You may be tempted to head straight for the nearest rapid charger whenever you’re out and about, but be careful with this! Not every electric car has the ability to plug into a rapid charger, so by trying (and failing) to plug in you may be wasting time that could be used to charge.
And even if you can plug your EV into a rapid charger, your car might not be able to accept the full charging rate, making it hideously inefficient as it will only charge at the car’s maximum rate. Plus, you may incur the wrath of the EV driver behind you who can take full advantage of the rapid charging rate, and who wants to quickly charge and get on with their day.
PHEV drivers in particular should be very mindful of blocking another EV from using it, as a PHEV’s battery is tiny compared to a fully battery electric vehicle (BEV) and they can still travel using petrol or diesel fuel. Plus, many PHEVs are designed to be unable to use the full power of a rapid charge precisely for this reason.
Remember the golden rule? Bays are only for EVs that are charging. That means you should unplug your car and leave the bay as soon as you’ve charged as much as you need, so the next driver can get to charging.

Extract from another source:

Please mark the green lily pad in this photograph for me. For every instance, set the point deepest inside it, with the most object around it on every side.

This is especially important for rapid chargers, which are designed precisely for this purpose. Get in, get charged, and get moving!

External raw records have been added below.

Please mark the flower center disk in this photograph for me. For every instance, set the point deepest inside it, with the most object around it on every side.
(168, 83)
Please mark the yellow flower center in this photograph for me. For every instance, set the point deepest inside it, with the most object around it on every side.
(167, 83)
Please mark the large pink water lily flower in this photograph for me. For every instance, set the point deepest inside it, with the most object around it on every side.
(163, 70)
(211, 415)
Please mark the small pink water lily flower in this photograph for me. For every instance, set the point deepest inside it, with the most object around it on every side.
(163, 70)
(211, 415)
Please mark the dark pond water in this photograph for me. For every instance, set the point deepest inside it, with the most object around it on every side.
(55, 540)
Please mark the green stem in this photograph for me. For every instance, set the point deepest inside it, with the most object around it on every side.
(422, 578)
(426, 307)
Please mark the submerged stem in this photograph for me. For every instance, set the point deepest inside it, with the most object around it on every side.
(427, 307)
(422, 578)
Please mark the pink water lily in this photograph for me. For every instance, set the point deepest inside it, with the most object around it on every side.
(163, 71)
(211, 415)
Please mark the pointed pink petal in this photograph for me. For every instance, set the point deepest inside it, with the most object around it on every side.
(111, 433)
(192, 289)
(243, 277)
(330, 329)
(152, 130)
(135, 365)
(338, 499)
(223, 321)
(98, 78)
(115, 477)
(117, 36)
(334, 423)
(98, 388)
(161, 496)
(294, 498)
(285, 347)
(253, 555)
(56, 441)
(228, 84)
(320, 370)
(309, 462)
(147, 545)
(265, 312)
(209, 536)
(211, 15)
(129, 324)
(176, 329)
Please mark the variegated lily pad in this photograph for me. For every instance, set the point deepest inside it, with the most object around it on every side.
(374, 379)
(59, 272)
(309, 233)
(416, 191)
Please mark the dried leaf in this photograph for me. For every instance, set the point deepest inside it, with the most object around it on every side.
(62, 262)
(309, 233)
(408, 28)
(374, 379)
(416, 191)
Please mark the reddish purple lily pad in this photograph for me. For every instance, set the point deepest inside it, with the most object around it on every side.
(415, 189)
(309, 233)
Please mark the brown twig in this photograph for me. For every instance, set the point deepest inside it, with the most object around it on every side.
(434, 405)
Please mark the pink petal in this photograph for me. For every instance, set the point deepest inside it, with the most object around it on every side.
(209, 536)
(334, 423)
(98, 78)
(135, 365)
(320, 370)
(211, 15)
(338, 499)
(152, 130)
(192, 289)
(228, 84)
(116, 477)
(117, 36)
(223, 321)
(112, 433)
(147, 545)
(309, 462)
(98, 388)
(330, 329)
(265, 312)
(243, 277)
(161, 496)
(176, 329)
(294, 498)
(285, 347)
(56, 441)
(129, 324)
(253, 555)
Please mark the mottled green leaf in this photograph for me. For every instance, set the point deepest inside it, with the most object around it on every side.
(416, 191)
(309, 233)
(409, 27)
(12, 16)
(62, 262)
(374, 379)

Finding public chargers occupied can be frustrating, so you should always plan to have back-up chargers and not wait until your battery is too low before trying to charge. This way, if they are occupied, you have enough spare charge to get to other chargers. Alternatively…
The great thing about EV chargers is, unlike petrol pumps, they can be placed virtually anywhere you park. This means you can keep your car topped up with short, frequent bursts of charging, rather than waiting for the battery to reach 0% before seeking a charger.
Plus, the last 10% of an EV’s battery typically charges a lot slower by design to preserve the cells, so you should never try to charge to 100%. Instead, aim for about 85%, as this will not only keep your battery healthy but also get you on the move again quicker as you won’t need to charge for long, which also clears the chargepoint for the next drive sooner.
We know, seeing a charging bay blocked by an ICE (internal combustion engine) car (which we call ICE’ing) sucks, especially a rapid bay. But it’s best to not lose your cool.
ICE’ing happens to the best of us, and it’s something we’re trying to combat through educating drivers (with articles like this), better marking of charging bays (like EV Zones), and proper enforcement by whoever owns the car park. Both of these may take time, but we’ll get there!
In the meantime, take advantage of frequent top-up charges so your battery doesn’t dip too low in charge. This way, if you do see a charging bay that’s been ICE’d, it won’t ruin your day.
And that’s really all there is to charging in public. It’s really no harder than fuelling a petrol or diesel car, and once you’ve done it a few times you’ll never look back, except to wonder how we ever coped with the olden days of petrol pumps.
So long as you’re considerate of other EV drivers, plan ahead with back-up options, and don’t leave it until the last watt to charge, you can’t go wrong!